Of the five Chicago-area productions this year - including the Q Brothers' raptastic reworking for Chicago Shakespeare - Michael Goldberg's charming, Edwardian-inspired version of Shakespeare's "Much Ado About Nothing" for First Folio was the most traditional. Even a summer shower couldn't dampen opening night of this show featuring Nick Sandys' perfectly pitched Benedick and Melissa Carlson's self-aware Beatrice.
Tony Award winner and former resident artist Judith Ivey reunited with Northlight Theatre's BJ Jones for "The Lady with All the Answers," David Rambo's one-woman bio-drama about the late advice columnist Ann Landers. Jones' understated direction and Ivey's moving performance made this incomplete biography a moving portrait of conviction and resilience.
Saving the best for last, Northlight in Skokie closed the year on a high note, with the regional premiere of the Tony Award-winning musical "Grey Gardens," a quirky, endearing portrait of mother-daughter dysfunction centered around Jacqueline Kennedy's eccentric relatives Edith Bouvier Beale and her daughter Little Edie. The powerhouse production, buoyed by Doug Peck's impeccable music direction, featured powerhouse performances by A-listers Hollis Resnik (Little Edie) and Ann Whitney (Edith) who will likely receive Jeff nominations for their work.
When it comes to consistency, few ensembles compare to Writers' Theatre, whose exceptional season included a remount of 2000's "Nixon's Nixon," featuring tour-de-force performances from the formidable duo of Larry Yando and William Brown, who starred as Nixon and Kissinger in Russell Lee's shrewdly examined drama imagining the disgraced president's last evening in office.

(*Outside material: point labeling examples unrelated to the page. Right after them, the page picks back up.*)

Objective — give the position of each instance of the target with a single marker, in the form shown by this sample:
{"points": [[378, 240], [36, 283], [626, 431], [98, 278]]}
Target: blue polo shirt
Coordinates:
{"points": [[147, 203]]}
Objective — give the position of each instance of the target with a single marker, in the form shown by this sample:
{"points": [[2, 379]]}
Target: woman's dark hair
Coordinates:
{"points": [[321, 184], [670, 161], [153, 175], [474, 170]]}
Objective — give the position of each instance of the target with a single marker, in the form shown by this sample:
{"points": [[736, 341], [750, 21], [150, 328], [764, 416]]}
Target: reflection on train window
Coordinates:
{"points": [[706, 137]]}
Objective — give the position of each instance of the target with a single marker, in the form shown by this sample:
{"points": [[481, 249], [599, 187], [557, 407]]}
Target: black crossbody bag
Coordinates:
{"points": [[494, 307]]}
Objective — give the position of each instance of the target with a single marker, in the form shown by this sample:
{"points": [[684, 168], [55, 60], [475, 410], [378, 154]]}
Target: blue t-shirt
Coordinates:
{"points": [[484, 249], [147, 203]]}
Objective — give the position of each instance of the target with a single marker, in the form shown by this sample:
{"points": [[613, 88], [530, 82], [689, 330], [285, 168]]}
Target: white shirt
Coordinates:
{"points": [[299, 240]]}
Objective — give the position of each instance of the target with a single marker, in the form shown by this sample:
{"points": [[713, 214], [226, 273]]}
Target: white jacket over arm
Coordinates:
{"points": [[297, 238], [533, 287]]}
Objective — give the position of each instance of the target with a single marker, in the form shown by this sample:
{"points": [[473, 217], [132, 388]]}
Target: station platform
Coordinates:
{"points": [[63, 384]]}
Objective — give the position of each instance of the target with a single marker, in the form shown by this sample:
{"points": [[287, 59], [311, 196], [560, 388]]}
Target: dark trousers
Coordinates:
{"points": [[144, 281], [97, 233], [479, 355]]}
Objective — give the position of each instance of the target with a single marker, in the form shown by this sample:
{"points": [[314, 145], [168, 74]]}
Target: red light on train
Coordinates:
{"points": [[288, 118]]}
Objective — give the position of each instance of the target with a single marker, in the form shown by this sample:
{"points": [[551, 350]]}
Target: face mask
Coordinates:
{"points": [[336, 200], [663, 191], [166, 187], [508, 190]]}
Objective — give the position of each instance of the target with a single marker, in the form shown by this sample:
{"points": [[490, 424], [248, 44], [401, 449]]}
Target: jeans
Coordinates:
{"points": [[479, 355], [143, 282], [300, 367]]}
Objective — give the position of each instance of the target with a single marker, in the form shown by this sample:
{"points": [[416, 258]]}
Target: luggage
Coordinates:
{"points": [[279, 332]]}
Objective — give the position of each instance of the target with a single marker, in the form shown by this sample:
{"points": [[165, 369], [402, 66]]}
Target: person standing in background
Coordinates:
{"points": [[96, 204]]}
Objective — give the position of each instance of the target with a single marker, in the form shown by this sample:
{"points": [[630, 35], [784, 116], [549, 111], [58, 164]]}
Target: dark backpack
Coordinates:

Other highlights included actor Yando teaming up with director Brown for the North Shore theater company's artful, exquisitely acted "As You Like It" - Shakespeare's merry romp tinged with melancholy - that featured fine work by Tracy Michelle Arnold as the wise Rosalind. Add to that director Rick Snyder's ferocious but not obvious production of "The Lion in Winter," James Goldman's delicious look at domestic discord in Henry II's royal family, another 2008 highlight.
Also deserving mention is Next Theatre's vibrantly sung and smartly conceived "American Songbook" double bill featuring Leonard Bernstein's haunting, rarely produced one-act opera "Trouble in Tahiti" and songs by five emerging American composers that suggests American musical theater has more to offer than B-movie retreads and jukebox revues.